Claro que não. Ouçam, mesmo que o vosso bebé esteja profundamente a dormir, isto não é entretenimento para barulho de fundo. É um filme explícito classificado para adultos com temas incrivelmente intensos, nudez integral e dinâmicas de poder desconfortáveis. Vocês não vão querer levantar os olhos por acaso enquanto amamentam e ver o que está a acontecer no ecrã. Guardem-no para uma noite em que tenham uma babysitter, se é que gostam sequer deste género de coisas.
Como posso corrigir o meu algoritmo da Netflix depois de pesquisar por isto?
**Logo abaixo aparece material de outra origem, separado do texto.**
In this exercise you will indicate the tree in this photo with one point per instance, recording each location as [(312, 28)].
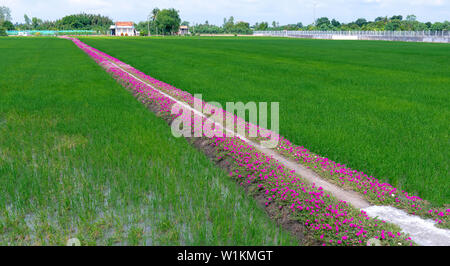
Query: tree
[(335, 23), (228, 25), (323, 23), (361, 22), (5, 14), (411, 18), (3, 32), (27, 21), (393, 25), (7, 25), (35, 22), (262, 26), (399, 17), (168, 20)]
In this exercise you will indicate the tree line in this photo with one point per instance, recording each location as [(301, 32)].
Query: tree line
[(167, 22), (71, 22)]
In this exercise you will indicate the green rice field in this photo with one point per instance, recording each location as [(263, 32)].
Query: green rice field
[(80, 157), (378, 107)]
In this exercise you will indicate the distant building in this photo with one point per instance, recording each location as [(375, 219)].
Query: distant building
[(123, 29), (183, 30)]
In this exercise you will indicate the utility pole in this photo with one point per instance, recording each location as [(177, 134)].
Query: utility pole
[(148, 25), (314, 12)]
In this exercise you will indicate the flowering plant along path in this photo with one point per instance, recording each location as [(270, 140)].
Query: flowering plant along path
[(337, 205)]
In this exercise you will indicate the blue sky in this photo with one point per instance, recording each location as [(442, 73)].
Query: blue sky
[(198, 11)]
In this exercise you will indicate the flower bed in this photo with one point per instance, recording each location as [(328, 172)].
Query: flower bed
[(332, 222)]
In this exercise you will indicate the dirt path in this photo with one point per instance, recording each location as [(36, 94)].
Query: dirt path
[(422, 231)]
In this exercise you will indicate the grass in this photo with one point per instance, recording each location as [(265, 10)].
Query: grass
[(379, 107), (80, 157)]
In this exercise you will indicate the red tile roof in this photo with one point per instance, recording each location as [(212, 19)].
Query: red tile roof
[(124, 24)]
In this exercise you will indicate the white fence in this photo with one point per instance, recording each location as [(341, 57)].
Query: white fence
[(425, 36)]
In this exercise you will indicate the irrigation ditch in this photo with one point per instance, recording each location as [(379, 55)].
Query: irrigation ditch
[(422, 231)]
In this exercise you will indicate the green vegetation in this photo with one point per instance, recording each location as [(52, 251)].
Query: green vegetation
[(80, 157), (379, 107)]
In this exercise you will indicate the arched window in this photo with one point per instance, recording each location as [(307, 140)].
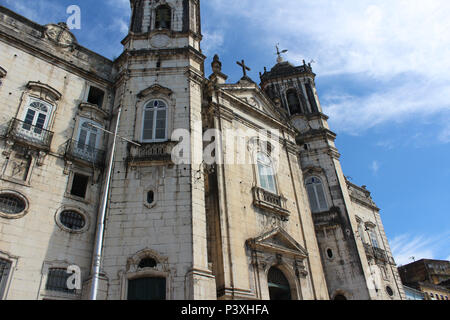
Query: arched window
[(147, 288), (293, 102), (266, 173), (163, 19), (147, 263), (72, 220), (88, 135), (11, 204), (37, 116), (279, 288), (155, 122), (316, 195)]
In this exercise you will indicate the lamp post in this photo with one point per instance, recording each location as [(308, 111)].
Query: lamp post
[(98, 247)]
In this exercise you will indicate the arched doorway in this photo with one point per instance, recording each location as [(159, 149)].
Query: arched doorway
[(279, 288)]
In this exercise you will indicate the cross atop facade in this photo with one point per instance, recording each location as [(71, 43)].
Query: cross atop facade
[(244, 67), (280, 58)]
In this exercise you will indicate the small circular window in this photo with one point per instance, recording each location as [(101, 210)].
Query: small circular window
[(72, 220), (389, 291), (330, 253), (150, 197), (11, 204)]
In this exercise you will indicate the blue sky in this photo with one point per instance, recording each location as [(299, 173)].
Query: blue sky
[(382, 76)]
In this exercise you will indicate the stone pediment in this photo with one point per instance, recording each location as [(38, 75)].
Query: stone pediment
[(253, 96), (278, 241), (154, 90)]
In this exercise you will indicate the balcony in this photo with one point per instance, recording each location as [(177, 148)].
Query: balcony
[(377, 253), (327, 219), (86, 153), (151, 153), (30, 134), (269, 201)]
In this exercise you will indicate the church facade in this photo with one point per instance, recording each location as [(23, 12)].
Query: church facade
[(217, 190)]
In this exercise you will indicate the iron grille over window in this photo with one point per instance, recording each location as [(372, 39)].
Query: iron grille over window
[(5, 267), (57, 280), (72, 220), (279, 288), (11, 204)]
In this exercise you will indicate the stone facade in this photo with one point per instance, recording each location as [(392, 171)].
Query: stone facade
[(185, 229)]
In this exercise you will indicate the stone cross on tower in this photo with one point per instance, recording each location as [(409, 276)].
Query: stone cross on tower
[(280, 58), (244, 68)]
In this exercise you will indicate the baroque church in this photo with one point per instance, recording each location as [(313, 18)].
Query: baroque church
[(88, 214)]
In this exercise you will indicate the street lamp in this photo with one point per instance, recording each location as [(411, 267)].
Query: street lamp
[(98, 247)]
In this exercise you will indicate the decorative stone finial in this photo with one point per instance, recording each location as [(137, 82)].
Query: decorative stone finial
[(216, 65)]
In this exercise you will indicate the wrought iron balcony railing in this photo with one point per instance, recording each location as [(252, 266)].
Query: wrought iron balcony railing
[(377, 253), (269, 201), (30, 134), (328, 218), (80, 151), (152, 152)]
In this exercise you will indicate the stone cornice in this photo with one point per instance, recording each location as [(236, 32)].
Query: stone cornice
[(170, 33), (154, 89), (189, 51), (47, 56)]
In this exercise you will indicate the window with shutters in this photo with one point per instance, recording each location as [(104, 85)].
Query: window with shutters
[(147, 288), (374, 239), (154, 127), (57, 280), (36, 117), (5, 270), (279, 288), (293, 102), (316, 195), (79, 185)]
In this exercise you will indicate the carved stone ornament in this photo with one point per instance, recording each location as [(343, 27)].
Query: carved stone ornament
[(60, 34), (159, 41)]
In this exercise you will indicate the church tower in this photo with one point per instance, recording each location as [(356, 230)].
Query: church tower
[(344, 215), (156, 228)]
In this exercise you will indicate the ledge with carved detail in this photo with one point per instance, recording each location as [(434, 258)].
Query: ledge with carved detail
[(327, 219), (151, 153), (29, 134), (268, 201), (86, 154)]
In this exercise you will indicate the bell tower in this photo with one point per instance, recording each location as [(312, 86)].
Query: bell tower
[(293, 89), (157, 24), (156, 226)]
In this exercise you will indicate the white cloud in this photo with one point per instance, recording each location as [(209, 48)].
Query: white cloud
[(381, 40), (407, 246), (212, 42)]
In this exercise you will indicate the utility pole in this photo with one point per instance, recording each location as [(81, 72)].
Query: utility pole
[(98, 248)]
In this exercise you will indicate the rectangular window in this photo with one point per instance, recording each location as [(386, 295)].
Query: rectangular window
[(79, 185), (96, 96), (5, 268), (373, 238)]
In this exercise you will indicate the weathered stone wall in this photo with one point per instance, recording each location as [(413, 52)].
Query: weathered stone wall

Têm de ir às definições da vossa conta num browser, não na aplicação da TV, e remover manualmente o título do vosso histórico de visualização. Caso contrário, o algoritmo vai assumir que agora são fãs indefetíveis de thrillers eróticos e começará a sugerir coisas que são absolutamente desadequadas para andarem a pairar no ecrã principal da vossa televisão. É chato, mas demora apenas dois minutos a limpar tudo.
A dentição da minha criança piora à noite, o que é que ajuda genuinamente?
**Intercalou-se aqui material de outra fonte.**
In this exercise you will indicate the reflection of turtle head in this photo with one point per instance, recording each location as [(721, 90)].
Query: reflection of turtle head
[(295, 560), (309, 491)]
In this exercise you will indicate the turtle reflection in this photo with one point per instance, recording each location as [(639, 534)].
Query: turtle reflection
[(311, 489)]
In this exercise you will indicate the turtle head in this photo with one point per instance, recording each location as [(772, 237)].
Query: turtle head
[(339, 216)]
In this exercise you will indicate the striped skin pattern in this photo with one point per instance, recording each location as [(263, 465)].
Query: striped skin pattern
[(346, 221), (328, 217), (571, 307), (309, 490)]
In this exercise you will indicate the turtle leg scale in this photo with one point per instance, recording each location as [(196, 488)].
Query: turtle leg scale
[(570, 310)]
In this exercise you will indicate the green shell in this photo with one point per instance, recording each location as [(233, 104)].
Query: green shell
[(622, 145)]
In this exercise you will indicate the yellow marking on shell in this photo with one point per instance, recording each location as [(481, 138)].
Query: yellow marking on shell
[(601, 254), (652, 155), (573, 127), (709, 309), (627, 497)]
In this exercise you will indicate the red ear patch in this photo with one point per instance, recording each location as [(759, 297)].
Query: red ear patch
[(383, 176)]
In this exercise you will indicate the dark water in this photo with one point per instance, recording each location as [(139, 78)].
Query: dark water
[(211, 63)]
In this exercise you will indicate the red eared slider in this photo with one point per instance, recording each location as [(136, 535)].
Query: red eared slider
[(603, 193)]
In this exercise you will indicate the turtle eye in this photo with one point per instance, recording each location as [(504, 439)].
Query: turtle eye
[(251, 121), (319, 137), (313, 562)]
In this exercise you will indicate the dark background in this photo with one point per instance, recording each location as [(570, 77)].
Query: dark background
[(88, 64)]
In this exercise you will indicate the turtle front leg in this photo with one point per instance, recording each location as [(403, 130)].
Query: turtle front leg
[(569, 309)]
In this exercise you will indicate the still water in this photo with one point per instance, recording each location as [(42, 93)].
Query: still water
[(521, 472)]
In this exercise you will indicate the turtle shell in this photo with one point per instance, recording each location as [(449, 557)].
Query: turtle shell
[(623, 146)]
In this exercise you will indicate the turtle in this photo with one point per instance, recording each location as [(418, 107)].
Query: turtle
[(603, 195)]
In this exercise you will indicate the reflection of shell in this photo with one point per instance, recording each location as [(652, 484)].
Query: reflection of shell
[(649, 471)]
A minha médica diz que é porque há menos distrações diurnas, por isso concentram-se inteiramente nas dores das gengivas. Eu confio imenso na terapia de frio. Aquele mordedor de panda em silicone de que vos falei? Mantenho dois em rotação. Um no frigorífico, outro no berço. Quando eles acordam a gritar, troco o que está quente pelo frio. Adormece a dor o suficiente para quebrar o ciclo de choro até que a medicação para as dores faça efeito.
Os bodies de algodão orgânico fazem mesmo a diferença para o sono?
Na minha experiência, sim. Eu costumava achar que o algodão orgânico era apenas uma tendência demasiado cara para as mães focadas na estética, mas as misturas sintéticas retêm o calor. Quando os bebés aquecem demasiado, acordam rabugentos. O algodão orgânico respira melhor, o que significa que a sua temperatura corporal se mantém regulada. Menos suor equivale a períodos de sono mais longos. É uma equação fisiológica muito simples em que quem me dera ter acreditado mais cedo.
Como lidas com a culpa de mãe devido a tempo de ecrã acidental?
Simplesmente deixamos ir. Já vi mães entrarem em espiral porque o seu bebé olhou de relance para um ecrã de televisão durante quatro segundos. O cérebro da vossa criança não vai derreter porque precisaram de dez minutos de desenhos animados para lhe cortar as unhas sem lhe tirar sangue. Os estudos clínicos sobre tempo de ecrã baseiam-se numa exposição crónica e sem monitorização, e não nas vossas táticas de sobrevivência desesperadas de uma tarde de terça-feira. Perdoem-se a vós próprias, desliguem quando puderem e sigam em frente.